Srinivas Mridula Annaswamy, Pierce Linley R, Olson Mikayla C, Roberston Shelly J, Sturdevant Gail L, Best Sonja M, Orchard Robert C
Department of Immunology, University of Texas Southwestern Medical Center, Dallas, TX, USA.
Laboratory of Neurological Infections and Immunity, Rocky Mountain Laboratories, National Institute of Allergy and Infectious Diseases, National Institutes of Health, Hamilton MT, USA.
bioRxiv. 2024 Oct 17:2024.10.17.618898. doi: 10.1101/2024.10.17.618898.
Trim7 is an E3 ubiquitin ligase that was recently identified as a central regulator of host-viral interactions with both pro-viral and anti-viral activity in cell culture. As an inhibitor, Trim7 overexpression ubiquitinates viral proteins by recognizing C-terminal glutamines that are hallmarks of 3C-like protease cleavage events. Here we sought to determine the physiological impact of Trim7 in resolving murine norovirus (MNV) infection of mice as MNV is potently inhibited by Trim7 in vitro. Utilizing two independently derived Trim7 deficient mouse lines we found no changes in the viral burden or tissue distribution of MNV in both an acute and persistent model of infection. Additionally, no changes in cytokine responses were observed after acute MNV infection of Trim7-deficient mice. Furthermore, removal of potentially confounding innate immune responses such as STING and STAT1 did not reveal any role for Trim7 in regulating MNV replication. Taken together, our data fails to find a physiological role for Trim7 in regulating MNV infection outcomes in mice and serves as a caution for defining Trim7 as a broad acting antiviral.

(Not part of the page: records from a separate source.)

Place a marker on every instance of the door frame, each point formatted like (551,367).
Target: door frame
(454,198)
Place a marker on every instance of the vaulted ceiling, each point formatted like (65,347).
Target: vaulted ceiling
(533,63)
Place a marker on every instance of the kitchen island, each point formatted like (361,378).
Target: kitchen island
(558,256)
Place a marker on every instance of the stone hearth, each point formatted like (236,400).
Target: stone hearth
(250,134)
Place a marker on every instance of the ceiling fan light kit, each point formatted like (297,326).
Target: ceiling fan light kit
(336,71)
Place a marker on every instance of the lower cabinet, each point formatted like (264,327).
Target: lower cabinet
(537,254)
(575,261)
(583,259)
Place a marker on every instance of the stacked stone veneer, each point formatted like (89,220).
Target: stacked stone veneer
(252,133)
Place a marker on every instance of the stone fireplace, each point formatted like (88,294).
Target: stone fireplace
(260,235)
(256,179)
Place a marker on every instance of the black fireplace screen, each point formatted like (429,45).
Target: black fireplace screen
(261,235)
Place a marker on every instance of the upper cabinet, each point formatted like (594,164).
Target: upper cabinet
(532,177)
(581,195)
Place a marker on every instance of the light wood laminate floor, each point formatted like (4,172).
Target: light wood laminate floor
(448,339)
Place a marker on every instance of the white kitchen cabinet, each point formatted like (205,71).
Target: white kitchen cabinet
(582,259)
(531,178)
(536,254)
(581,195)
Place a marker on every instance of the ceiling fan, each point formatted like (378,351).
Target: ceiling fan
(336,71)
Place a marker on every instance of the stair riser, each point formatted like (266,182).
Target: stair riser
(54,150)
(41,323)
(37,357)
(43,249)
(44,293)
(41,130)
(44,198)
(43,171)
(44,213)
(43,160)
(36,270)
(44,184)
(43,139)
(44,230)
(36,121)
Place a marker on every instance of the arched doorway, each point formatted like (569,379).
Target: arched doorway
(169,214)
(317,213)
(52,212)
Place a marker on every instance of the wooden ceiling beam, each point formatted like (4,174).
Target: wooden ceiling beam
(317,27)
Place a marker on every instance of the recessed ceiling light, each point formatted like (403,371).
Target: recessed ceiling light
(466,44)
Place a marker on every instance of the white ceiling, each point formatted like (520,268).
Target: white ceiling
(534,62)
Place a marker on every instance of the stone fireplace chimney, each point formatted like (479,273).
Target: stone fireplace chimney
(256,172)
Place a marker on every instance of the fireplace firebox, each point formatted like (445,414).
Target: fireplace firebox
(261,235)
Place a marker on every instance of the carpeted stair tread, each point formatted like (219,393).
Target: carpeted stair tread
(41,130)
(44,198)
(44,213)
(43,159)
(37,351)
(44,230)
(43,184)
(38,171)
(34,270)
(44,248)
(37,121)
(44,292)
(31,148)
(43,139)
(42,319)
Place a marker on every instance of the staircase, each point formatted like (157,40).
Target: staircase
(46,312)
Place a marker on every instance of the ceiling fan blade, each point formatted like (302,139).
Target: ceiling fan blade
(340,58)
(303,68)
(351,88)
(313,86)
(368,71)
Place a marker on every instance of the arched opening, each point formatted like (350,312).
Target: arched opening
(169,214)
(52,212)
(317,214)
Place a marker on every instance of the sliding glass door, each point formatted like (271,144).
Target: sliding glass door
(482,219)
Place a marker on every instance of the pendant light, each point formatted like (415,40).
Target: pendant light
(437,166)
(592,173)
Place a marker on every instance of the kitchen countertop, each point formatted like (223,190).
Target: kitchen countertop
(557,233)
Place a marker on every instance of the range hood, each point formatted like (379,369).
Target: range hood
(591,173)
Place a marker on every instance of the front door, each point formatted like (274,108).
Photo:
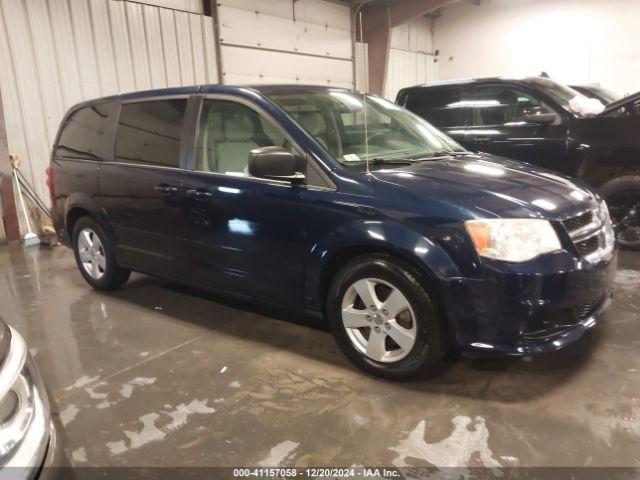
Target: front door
(141,188)
(497,125)
(246,235)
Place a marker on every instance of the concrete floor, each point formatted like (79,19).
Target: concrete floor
(158,375)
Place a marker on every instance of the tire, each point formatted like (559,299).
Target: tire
(385,358)
(95,256)
(621,194)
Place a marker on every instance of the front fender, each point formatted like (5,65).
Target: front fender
(363,236)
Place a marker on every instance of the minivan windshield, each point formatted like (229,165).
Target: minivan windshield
(335,118)
(570,99)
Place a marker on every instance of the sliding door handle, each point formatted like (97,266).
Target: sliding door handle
(166,190)
(199,194)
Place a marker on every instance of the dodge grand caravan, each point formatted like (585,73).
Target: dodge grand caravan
(539,121)
(316,199)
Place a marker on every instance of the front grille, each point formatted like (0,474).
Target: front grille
(586,232)
(585,311)
(588,246)
(576,223)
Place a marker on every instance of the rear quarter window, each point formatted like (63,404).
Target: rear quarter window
(439,106)
(83,134)
(149,132)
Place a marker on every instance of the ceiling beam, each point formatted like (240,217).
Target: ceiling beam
(378,18)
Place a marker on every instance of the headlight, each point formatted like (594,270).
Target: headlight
(513,240)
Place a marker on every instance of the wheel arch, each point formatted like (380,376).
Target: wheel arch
(427,260)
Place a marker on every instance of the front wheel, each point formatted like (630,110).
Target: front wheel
(623,199)
(95,256)
(383,319)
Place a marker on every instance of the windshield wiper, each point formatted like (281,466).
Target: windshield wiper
(441,154)
(381,161)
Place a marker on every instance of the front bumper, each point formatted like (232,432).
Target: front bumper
(528,310)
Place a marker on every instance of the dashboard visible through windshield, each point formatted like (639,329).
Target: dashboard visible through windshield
(336,119)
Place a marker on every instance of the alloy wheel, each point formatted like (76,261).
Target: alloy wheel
(91,253)
(379,320)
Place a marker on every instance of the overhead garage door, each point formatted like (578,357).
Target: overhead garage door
(308,41)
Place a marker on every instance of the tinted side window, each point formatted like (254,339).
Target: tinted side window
(149,132)
(83,134)
(498,105)
(228,132)
(439,106)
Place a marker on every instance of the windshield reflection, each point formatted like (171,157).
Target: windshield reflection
(336,120)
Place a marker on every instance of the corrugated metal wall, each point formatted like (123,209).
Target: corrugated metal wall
(408,62)
(308,41)
(55,53)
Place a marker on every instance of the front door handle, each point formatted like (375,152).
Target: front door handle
(199,194)
(166,190)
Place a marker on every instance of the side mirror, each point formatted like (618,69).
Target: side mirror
(546,118)
(275,163)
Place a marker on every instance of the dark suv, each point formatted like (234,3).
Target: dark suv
(408,244)
(539,121)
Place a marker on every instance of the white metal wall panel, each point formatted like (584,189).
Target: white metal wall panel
(308,41)
(362,67)
(193,6)
(244,66)
(55,53)
(318,12)
(409,62)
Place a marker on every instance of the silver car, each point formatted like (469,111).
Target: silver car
(30,436)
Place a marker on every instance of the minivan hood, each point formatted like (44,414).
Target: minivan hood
(493,186)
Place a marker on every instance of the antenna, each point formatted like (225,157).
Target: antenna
(364,108)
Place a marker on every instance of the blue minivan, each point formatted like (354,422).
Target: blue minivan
(343,205)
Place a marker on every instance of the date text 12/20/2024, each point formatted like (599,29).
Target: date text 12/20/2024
(333,473)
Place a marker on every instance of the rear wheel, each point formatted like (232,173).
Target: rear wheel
(383,319)
(95,256)
(623,199)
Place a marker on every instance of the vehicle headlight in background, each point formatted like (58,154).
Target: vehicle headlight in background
(513,239)
(609,234)
(24,409)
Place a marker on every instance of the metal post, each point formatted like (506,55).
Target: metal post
(7,197)
(216,34)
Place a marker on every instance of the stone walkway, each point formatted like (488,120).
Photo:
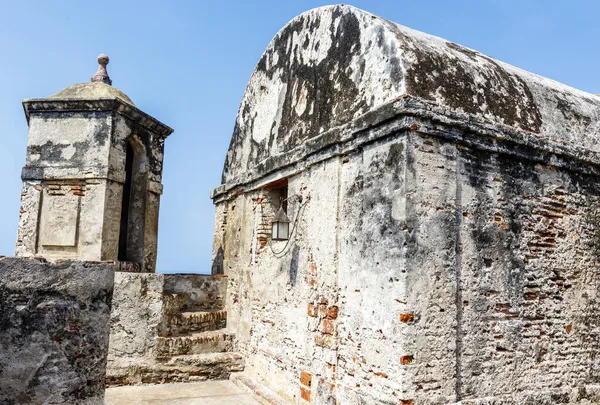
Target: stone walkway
(204,393)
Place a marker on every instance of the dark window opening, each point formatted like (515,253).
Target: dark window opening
(122,256)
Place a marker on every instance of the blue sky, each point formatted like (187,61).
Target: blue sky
(187,63)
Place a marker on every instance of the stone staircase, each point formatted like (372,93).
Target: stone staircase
(193,342)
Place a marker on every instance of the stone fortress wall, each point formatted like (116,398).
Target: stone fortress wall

Trim7是一种E3泛素连接酶,最近被确定为宿主与病毒相互作用的核心调节因子,在细胞培养中具有促病毒和抗病毒活性。作为一种抑制剂,Trim7的过表达通过识别C端谷氨酰胺来泛素化病毒蛋白,这些谷氨酰胺是3C样蛋白酶切割事件的标志。由于Trim7在体外能有效抑制小鼠诺如病毒(MNV),我们试图确定Trim7在解决小鼠MNV感染中的生理影响。利用两个独立衍生的Trim7缺陷小鼠品系,我们发现在急性和持续性感染模型中,MNV的病毒载量和组织分布均无变化。此外,Trim7缺陷小鼠急性感染MNV后,未观察到细胞因子反应的变化。此外,去除潜在的混杂先天免疫反应,如STING和STAT1,并未揭示Trim7在调节MNV复制中的任何作用。综上所述,我们的数据未能发现Trim7在调节小鼠MNV感染结果中的生理作用,并提醒人们不要将Trim7定义为一种广泛作用的抗病毒药物。